Себастьян Бах - Страница 32
И произошел перелом. Музыканты стали играть увереннее и гораздо лучше. Особенно порадовал его хор. Вступления, паузы – все стало осмысленнее. И четко выделялись одухотворенные детские голоса.
Матесон не угадал тогда, что это не евангельская легенда, а рассказ о немецком народе, не смерть Иисуса, а подвиг и гибель их современника, не южная природа, с ее кедрами и благовонными миртами, а природа Тюрингии, башни города Эйзенаха, лесистая гора Вартбург, на которую заглядывался маленький Себастьян.
Но все уже позади: мучения, казнь, разорвавшаяся завеса, за которой брезжит свет.

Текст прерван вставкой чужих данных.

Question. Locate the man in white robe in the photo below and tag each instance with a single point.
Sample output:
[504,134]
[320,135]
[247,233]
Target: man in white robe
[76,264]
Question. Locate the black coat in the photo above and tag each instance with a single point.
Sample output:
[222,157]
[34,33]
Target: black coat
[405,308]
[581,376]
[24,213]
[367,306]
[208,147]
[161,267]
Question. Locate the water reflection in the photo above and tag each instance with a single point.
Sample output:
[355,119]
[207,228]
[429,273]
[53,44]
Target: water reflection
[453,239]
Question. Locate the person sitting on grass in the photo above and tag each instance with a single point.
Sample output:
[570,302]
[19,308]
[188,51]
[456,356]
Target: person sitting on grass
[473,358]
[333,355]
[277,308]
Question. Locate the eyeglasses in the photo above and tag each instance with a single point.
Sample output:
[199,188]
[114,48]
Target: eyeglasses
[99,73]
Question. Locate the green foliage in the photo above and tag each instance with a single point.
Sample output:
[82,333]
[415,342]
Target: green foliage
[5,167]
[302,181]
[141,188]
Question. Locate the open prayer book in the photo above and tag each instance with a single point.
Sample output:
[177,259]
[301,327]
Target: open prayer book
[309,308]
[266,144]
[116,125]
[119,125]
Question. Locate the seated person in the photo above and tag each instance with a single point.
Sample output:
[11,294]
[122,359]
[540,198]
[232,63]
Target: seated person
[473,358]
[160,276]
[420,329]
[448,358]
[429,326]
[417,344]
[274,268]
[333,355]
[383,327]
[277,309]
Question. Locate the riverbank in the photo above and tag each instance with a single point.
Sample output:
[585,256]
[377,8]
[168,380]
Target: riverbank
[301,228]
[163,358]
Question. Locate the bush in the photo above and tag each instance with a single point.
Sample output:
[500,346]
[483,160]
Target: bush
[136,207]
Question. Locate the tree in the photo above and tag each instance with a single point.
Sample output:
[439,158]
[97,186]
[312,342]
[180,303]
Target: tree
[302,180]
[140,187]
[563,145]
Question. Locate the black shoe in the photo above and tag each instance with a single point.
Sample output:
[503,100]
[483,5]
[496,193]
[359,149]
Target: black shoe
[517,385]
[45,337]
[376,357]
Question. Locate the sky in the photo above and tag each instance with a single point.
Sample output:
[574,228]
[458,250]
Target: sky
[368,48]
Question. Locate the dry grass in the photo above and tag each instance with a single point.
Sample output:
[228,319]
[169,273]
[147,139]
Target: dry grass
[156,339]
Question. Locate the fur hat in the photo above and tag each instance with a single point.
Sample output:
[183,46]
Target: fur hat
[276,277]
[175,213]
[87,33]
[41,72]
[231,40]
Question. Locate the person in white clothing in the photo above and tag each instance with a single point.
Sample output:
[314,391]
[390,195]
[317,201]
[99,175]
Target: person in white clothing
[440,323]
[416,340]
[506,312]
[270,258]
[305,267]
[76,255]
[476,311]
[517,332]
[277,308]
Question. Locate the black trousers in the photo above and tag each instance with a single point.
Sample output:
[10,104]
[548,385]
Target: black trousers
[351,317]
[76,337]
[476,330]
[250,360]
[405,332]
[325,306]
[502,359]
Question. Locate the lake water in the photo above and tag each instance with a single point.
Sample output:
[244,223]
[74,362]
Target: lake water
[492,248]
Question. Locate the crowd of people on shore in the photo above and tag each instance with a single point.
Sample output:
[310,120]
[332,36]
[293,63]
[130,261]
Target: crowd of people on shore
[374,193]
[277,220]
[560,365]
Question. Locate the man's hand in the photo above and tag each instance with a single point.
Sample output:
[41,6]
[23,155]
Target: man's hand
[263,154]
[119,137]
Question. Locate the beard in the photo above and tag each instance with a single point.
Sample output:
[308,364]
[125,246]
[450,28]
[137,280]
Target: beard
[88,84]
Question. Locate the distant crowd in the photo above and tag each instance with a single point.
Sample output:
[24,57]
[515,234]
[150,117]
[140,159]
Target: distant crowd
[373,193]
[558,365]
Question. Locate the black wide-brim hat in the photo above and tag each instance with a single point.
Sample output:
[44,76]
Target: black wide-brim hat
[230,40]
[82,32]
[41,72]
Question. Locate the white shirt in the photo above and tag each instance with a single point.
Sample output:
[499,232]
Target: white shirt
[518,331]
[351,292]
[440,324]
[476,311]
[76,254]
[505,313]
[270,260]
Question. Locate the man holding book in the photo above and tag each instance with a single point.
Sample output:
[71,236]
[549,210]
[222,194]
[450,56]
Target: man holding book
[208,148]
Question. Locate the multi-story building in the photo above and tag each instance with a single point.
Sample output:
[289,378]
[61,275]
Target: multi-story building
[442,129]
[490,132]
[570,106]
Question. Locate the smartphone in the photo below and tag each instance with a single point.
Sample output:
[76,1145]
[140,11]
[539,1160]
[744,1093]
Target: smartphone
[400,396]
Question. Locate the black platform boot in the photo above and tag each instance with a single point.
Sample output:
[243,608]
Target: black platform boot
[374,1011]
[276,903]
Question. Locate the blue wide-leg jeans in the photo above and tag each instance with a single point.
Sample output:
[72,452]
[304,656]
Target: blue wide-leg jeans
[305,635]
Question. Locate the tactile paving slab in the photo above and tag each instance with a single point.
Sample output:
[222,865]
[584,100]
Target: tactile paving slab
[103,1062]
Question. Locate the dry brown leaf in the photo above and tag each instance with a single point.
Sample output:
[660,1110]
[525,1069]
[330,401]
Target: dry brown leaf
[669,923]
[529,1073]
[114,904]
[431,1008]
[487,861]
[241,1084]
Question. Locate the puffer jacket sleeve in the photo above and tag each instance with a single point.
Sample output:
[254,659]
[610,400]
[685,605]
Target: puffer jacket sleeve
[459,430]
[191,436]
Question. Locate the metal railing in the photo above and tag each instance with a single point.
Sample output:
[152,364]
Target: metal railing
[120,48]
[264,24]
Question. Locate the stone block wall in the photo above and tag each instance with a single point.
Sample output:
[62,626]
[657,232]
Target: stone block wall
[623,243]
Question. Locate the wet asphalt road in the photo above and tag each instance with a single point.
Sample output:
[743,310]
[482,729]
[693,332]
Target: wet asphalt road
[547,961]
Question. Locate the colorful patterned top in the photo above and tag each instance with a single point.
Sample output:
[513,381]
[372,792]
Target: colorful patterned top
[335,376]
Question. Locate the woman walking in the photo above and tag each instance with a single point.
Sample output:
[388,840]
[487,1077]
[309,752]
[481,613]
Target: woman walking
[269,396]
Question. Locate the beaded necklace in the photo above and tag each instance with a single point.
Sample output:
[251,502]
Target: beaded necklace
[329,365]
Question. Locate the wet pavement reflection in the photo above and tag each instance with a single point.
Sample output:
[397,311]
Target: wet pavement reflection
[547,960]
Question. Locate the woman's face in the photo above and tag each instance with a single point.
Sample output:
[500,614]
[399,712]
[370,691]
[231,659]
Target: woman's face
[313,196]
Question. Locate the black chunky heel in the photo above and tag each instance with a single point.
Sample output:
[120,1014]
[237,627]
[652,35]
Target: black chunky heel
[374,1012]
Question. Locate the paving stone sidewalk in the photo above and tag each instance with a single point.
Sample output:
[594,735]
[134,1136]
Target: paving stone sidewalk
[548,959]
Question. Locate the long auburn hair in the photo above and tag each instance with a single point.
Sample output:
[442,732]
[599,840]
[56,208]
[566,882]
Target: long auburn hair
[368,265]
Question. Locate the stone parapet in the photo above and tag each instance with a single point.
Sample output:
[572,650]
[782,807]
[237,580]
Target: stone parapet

Теперь хор пел заключительную часть, похожую на колыбельную песню. И Бах пришел к тому покою, который манил его. Чувство правоты, сознание исполненного долга укрепили его, и он уже не страдал, а был счастлив, что довел до конца свой любимый труд.
Вот что он вспоминал теперь, через двадцать один год после первого исполнения «Страстей».
…Через несколько часов после того как ушла Анна-Магдалина он очнулся от забытья и, пораженный странным ощущением, встал с места. Он долго не понимал, что происходит. Словно гул льющейся воды вливался ему в уши. Но это было не все, не главное. Что-то мелькало перед глазами, а потом перестало мелькать.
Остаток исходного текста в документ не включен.